Babilônia: entre Beiru e Engomadeira
fora mocambo de guerreiros ancestrais
Esse trecho de Apocalipse – 18.16:19 “Ai! Ai! da grande
cidade,… porque, em uma só hora, foi devastada!” – falando da destruição
da Babilônia, dá conta de muito que vou descrever aqui. Visto que num só dia
(19/07/2016) um jovem foi morto, uma criança de 2 anos e uma mulher foi baleada
por ações impetradas pelo estado sanguinolento da Bahia, cuja cor negra a vestir
a pele tem que ser também tingida com o sangue da morte, é a lógica macabra do
genocídio e foi isso que ocorreu na Babilônia, um local que se encontra entre
os bairros Engomadeira, Beiru/Tancredo Neves e Estrada das Barreiras, no miolo
cidade do Salvador, o Cabula.
O local está onde hoje é um vale preenchido de casas com
telhas de Eternit, lajes e blocos nus. No passado, segundo relato de um amigo
morador da comunidade: ele ouviu de um mais velho que a região era habitada por
uns homens e mulheres negras que não se misturavam e eram descendentes diretos
de Beiru, homem nigeriano que veio escravizado na primeira metade do século XIX
para Salvador e conseguiu a liberdade e terras. Eles viviam da agricultura,
além da caça, pesca e da colheita de frutas, visto a imensidade de árvores
frutíferas que existiam na região, além do rio que hoje é esgoto e divide o
bairro Beiru e Engomadeira.
Óbvio que reconstruímos isso tudo através dos fios tênues da
oralidade, os quais vão chegando no ouvido e vamos tentando transfigurar em
escrita, pois como nos diz Hampatê Bâ, pensamento e fala não se contradizem,
tem que ser um fato verdadeiro e documental. Assim vamos como bibliotecas
vivas transpassando saberes, tradições e histórias através das gerações.
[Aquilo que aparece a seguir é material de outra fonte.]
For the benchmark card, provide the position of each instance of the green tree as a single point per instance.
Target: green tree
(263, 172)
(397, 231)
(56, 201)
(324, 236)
A violência que atinge os moradores da região não fora
porque desafiaram algum deus construindo o zigurate de Babel para alcançarem o
céu, ela existe porque desde a escravização à favelização atual, ela fora a
pedra de toque, o escopo de uma (como fala Achille Mbembe) necropolítica secular.
E o movimento que se arvora paralelo na comunidade não se
reveste em ações para colocá-la como sujeita da construção de um novo porvir;
ver-se imbuída, ou é arquitetada pelas próprias frechas assassinas do estado a
nos criminalizar e fazer da gente corpos matáveis.
Sei que o espírito transformador ainda existe, está lá desde
os primeiros habitantes quilombolas, ainda estamos em busca de um método,
buscando o jeito para fazer com que toda a nossa potencialidade ganhe grande
proporções, nos una como um povo para além da primeira ação de revolta à
violência, que o principio dos ônibus atravessados na rua de descontentamento
possa se tornar algo poderoso e transformador.
Davi Nunes, graduado em Letras Vernáculas pela Universidade
do Estado da Bahia, é poeta e contista.